2. Next, create an input layer to feed the input to the network, as follows:

input_layer = Input(shape=input_shape)

3. Add the first convolution block with the hyperparameters specified previously in the The architecture of the generator network section, as follows:

x = Conv2D(filters=32, kernel_size=7, strides=1, padding="same")(input_layer)
x = InstanceNormalization(axis=1)(x)
x = Activation("relu")(x)

4. Add the second convolution block, as follows:

x = Conv2D(filters=64, kernel_size=3, strides=2, padding="same")(x)
x = InstanceNormalization(axis=1)(x)
x = Activation("relu")(x)

5. Add the third convolution block, as follows:

x = Conv2D(filters=128, kernel_size=3, strides=2, padding="same")(x)
x = InstanceNormalization(axis=1)(x)
x = Activation("relu")(x)

6. Define a residual block, as follows:

def residual_block(x):
    """
    Residual block
    """
    res = Conv2D(filters=128, kernel_size=3, strides=1, padding="same")(x)
    res = BatchNormalization(axis=3, momentum=0.9, epsilon=1e-5)(res)
    res = Activation('relu')(res)

    res = Conv2D(filters=128, kernel_size=3, strides=1, padding="same")(res)
    res = BatchNormalization(axis=3, momentum=0.9, epsilon=1e-5)(res)

    return Add()([res, x])

Now, use the residual_block() function to add six residual blocks to the model, as shown in the following example:

for _ in range(residual_blocks):
    x = residual_block(x)

7. Next, add an upsampling block, as follows:

x = Conv2DTranspose(filters=64, kernel_size=3, strides=2, padding='same', use_bias=False)(x)
x = InstanceNormalization(axis=1)(x)
x = Activation("relu")(x)

8. Add another upsampling block, as follows:

x = Conv2DTranspose(filters=32, kernel_size=3, strides=2, padding='same', use_bias=False)(x)
x = InstanceNormalization(axis=1)(x)
x = Activation("relu")(x)

9. Finally, add the output convolution layer, as follows:

x = Conv2D(filters=3, kernel_size=7, strides=1, padding="same")(x)
output = Activation('tanh')(x)

This is the last layer of the generator network.
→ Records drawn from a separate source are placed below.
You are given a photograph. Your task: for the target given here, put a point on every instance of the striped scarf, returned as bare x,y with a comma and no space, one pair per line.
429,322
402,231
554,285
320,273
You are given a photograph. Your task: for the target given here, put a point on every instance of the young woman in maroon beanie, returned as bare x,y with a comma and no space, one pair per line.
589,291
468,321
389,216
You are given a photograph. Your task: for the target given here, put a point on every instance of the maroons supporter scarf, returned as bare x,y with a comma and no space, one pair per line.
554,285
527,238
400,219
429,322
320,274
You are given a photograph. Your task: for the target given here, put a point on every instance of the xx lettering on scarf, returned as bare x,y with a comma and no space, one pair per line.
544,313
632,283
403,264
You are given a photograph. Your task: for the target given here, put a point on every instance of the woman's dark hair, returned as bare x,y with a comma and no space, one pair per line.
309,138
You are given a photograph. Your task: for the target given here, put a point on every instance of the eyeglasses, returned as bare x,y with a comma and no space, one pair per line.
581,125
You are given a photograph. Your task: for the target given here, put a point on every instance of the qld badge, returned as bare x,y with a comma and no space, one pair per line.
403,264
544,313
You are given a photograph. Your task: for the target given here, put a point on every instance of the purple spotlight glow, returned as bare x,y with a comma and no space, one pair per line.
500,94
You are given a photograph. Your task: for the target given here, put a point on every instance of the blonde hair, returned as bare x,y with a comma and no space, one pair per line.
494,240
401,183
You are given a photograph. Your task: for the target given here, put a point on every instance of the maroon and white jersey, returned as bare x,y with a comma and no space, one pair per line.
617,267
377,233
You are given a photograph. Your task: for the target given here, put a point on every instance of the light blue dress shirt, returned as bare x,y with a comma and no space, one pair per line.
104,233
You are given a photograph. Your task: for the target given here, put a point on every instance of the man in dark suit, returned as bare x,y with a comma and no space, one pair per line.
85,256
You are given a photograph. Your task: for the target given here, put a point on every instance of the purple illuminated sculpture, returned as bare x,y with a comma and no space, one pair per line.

It generates an image with a shape of (128, 128, 3).

10. Now, create a Keras model by specifying the inputs and outputs for the network, as follows:

model = Model(inputs=[input_layer], outputs=[output])

The entire code for the generator network appears as follows:

def build_generator():
    """
    Create a generator network using the hyperparameter values defined below
    """
    input_shape = (128, 128, 3)
    residual_blocks = 6
    input_layer = Input(shape=input_shape)

    # First Convolution block
    x = Conv2D(filters=32, kernel_size=7, strides=1, padding="same")(input_layer)
    x = InstanceNormalization(axis=1)(x)
    x = Activation("relu")(x)

    # 2nd Convolution block
    x = Conv2D(filters=64, kernel_size=3, strides=2, padding="same")(x)
    x = InstanceNormalization(axis=1)(x)
    x = Activation("relu")(x)

    # 3rd Convolution block
    x = Conv2D(filters=128, kernel_size=3, strides=2, padding="same")(x)
    x = InstanceNormalization(axis=1)(x)
    x = Activation("relu")(x)

    # Residual blocks
    for _ in range(residual_blocks):
        x = residual_block(x)

    # Upsampling blocks
    
    # 1st Upsampling block
    x = Conv2DTranspose(filters=64, kernel_size=3, strides=2, padding='same', use_bias=False)(x)
    x = InstanceNormalization(axis=1)(x)
    x = Activation("relu")(x)

    # 2nd Upsampling block
    x = Conv2DTranspose(filters=32, kernel_size=3, strides=2, padding='same', use_bias=False)(x)
    x = InstanceNormalization(axis=1)(x)
    x = Activation("relu")(x)

    # Last Convolution layer
    x = Conv2D(filters=3, kernel_size=7, strides=1, padding="same")(x)
    output = Activation('tanh')(x)

    model = Model(inputs=[input_layer], outputs=[output])
    return model

We have successfully created a Keras model for the generator network. In the next section, we will create a Keras model for the discriminator network.